Thank you for your help, I'm a python beginner. I'm scraping horse racing data using python 2.7, beautiful group, but I'm having a hard time.
I can print only one line, but I don't know which script to script 20 lines and which one to print to CSV.
Unable to save to csv
20 lines cannot be scraped together
# -*- coding:utf-8 -*-
import urllib2
import codecs
from bs4 import BeautifulSoup
f = codecs.open('horse.csv', 'w', 'utf-8')
f.write('race_date,kaisai,weather,race_number,race_name,tousuu,frame_number,horse_number,single_win_ratio,popularity,horse_arrival,horse_name,weight,distance,baba, race_time,difference,horse_pass,pace,nobori,horse_weight,win_horse,prize_money'+ u"\n")
tpl_url='http://db.netkeiba.com/?pid=jockey_detail&id=00663&page={0}'
for i in xrange(1, 5):
url=tpl_url.format( i )
soup = BeautifulSoup(urllib2.urlopen(url).read(),"lxml")

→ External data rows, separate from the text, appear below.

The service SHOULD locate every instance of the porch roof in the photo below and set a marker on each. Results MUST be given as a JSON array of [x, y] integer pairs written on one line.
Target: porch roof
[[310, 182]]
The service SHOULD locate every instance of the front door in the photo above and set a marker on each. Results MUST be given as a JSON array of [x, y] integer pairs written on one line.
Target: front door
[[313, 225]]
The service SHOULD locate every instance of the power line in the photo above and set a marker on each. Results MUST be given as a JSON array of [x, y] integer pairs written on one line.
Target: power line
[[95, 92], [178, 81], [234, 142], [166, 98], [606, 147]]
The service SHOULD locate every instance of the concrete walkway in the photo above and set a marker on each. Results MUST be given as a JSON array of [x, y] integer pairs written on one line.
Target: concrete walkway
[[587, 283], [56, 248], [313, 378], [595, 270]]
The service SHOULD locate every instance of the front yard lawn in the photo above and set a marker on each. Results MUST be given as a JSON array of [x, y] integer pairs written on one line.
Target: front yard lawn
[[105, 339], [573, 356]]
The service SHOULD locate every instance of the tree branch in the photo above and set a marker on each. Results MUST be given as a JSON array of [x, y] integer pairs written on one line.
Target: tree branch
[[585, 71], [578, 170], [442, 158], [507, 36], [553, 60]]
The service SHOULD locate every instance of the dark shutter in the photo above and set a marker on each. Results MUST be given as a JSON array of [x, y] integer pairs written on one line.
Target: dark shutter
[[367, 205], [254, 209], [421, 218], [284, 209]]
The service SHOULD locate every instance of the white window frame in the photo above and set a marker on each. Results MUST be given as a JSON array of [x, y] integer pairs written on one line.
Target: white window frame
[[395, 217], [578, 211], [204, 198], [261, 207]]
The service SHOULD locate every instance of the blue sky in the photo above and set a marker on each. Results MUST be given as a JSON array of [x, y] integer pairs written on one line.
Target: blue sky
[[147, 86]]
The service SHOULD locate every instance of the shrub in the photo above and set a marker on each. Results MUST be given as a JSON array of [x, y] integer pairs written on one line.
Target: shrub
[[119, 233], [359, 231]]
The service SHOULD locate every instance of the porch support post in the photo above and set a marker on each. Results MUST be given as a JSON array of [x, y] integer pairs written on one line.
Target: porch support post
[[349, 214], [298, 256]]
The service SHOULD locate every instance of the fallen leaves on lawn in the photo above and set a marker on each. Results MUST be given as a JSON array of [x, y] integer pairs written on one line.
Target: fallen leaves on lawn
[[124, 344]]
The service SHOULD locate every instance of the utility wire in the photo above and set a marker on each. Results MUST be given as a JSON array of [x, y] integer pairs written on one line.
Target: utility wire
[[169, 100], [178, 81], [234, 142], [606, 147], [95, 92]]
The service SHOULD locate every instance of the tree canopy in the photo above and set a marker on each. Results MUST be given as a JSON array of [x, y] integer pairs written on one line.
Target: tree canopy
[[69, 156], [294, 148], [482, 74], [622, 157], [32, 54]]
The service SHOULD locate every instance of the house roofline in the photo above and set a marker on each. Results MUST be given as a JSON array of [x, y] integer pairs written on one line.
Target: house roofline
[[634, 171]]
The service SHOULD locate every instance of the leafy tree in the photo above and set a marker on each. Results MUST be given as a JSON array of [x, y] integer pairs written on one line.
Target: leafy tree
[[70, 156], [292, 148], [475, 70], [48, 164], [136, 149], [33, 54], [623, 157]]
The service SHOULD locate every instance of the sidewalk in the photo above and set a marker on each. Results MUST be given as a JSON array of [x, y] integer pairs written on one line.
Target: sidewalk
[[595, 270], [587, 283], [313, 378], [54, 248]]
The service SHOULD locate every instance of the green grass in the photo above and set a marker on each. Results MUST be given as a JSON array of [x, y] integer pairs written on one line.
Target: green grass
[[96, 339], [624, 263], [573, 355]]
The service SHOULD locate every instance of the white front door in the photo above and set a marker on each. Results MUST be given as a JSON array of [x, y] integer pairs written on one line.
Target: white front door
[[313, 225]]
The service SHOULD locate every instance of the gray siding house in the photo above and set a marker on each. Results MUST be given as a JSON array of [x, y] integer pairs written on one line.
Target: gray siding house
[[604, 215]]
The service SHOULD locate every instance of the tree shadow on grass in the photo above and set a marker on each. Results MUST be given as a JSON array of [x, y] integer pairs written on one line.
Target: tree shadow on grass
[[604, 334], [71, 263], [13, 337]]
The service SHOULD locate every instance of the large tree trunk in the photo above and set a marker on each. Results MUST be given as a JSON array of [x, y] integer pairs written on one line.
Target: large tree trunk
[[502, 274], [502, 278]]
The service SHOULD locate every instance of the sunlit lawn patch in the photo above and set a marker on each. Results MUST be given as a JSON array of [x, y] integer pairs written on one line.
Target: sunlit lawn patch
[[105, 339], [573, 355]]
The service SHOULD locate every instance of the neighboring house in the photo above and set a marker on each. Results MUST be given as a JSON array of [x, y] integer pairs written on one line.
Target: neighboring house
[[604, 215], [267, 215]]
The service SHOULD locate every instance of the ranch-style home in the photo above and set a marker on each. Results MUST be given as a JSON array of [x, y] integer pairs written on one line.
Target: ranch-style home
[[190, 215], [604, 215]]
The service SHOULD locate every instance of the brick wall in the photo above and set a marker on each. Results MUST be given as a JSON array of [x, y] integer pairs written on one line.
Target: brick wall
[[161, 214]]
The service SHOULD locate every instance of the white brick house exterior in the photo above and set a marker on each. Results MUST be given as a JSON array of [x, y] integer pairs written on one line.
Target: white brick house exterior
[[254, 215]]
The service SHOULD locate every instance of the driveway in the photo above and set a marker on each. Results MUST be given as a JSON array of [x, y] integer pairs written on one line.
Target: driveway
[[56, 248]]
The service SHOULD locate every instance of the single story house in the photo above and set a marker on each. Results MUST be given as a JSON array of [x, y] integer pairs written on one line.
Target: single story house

tr_arr = soup.find('div', {'id':'contents_liquid'}).findAll('tbody')
for tr in tr_arr:
# B_data Eich date #
lrg1= tr.findAll('td')[0].string
# Facebook, Nokia, holding #
lrg2= tr.findAll('td')[1].string
# Weather #weather
lrg3 = tr.findAll('td')[2].string
#th ○race #race_number
lrg4 = tr.findAll('td')[3].string
# Race name #race_name
lrg5 = tr.findAll('td')[4].string
# Video (I want to delete this part)
lrg6 = tr.findAll('td')[5].string
# Number of heads #tousuuu
lrg7 = tr.findAll('td')[6].string
# frame number # frame_number
lrg8 = tr.findAll('td')[7].string
# Horseman #horse_number
lrg9 = tr.findAll('td')[8].string
#Single_win_racio
lrg10 = tr.findAll('td')[9].string
#Popularity
lrg11 = tr.findAll('td')[10].string
#Order of arrival #horse_arrival
lrg12 = tr.findAll('td')[11].string
# horse name #horse_name
lrg13 = tr.findAll('td', {'class':'txt_l'})[1]
# catty #weight
lrg14 = tr.findAll('td')[13].string
# Distance # distance
lrg15 = tr.findAll('td')[14].string
# Baba #baba
lrg16 = tr.findAll('td')[15].string
# time #race_time
lrg17 = tr.findAll('td')[16].string
# difference #difference
lrg18 = tr.findAll('td')[17].string
# Pass #horse_pass
lrg19 = tr.findAll('td')[18].string
#pace #pace
lrg20 = tr.findAll('td')[19].string
# Up #nobori
lrg21 = tr.findAll('td')[20].string
#Horse weight #horse_weight
lrg22 = tr.findAll('td')[21].string
#Winning horse #win_horse
lrg23 = tr.findAll('td', {'class':'txt_l'})[2]
#Prize money #prize_money
lrg24 = tr.findAll('td')[23].string
print lrg1, lrg2, lrg3, lrg4, lrg5, lrg6, lrg7, lrg8, lrg9, lrg10, \
lrg11, lrg12, lrg13.a.string, lrg14, lrg15, lrg16, lrg17, \
lrg18, lrg19, lrg20, lrg21, lrg22, lrg23.a.string, lrg24
f.close()
I tried looping it with for, but it didn't work because of lack of skills.
python 2.7
It is a program that uses findAll a lot and is made by force.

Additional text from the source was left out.